I’m glad I saw this place before it became a desert, unable to grow olives and grapes. I’m glad I saw this place when its people were prosperous and proud.

Science is an odd thing, and hard for some to trust. But science sees things that others do not. Things in the distance, and yet not always that far distant, because we can be so very nearsighted when we wish to be.

The earth has a cancer, and cancer starts innocently, unpresumingly. If you wait until it’s obvious, it’s too late. There are those among us who would wait to fix the Climate until it’s obvious. And that will be too late.

So I’m glad I saw this place before the effect of that indifference takes hold. It was a great achievement, that easy civilization.

I will miss it. I think we all will.

Assuming any of us are even left to do so.


Author's Note: If you got value from this post, please “Share” it.

Originally published June 11, 2014 at Open Salon, where I wrote under my own name, Kent Pitman.

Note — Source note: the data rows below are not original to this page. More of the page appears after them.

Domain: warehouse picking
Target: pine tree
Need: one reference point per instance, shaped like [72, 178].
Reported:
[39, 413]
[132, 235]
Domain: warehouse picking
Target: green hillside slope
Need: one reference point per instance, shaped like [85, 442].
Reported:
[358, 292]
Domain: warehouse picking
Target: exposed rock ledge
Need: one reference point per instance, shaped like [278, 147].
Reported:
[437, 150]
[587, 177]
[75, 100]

Tags (from Open Salon): extinction, cancer, death, life, desert, drought, climate change, climate, memory, beauty, beautiful view, scene, view, le santucce, tuscany, italy

The photo, titled "Tuscany Italy Countryside" by Linnaea Mallette was obtained from publicdomainpictures.net, which asserts that it is in the public domain.

Background & Context: I wrote this last week while at a writing retreat hosted by Cary Tennis at Le Santucce in Castiglion Fiorentino, Italy last week. It was a beautiful place to sit and think, but devastating Climate effects will not discriminate as to venue. They'll happen everywhere and to all of us.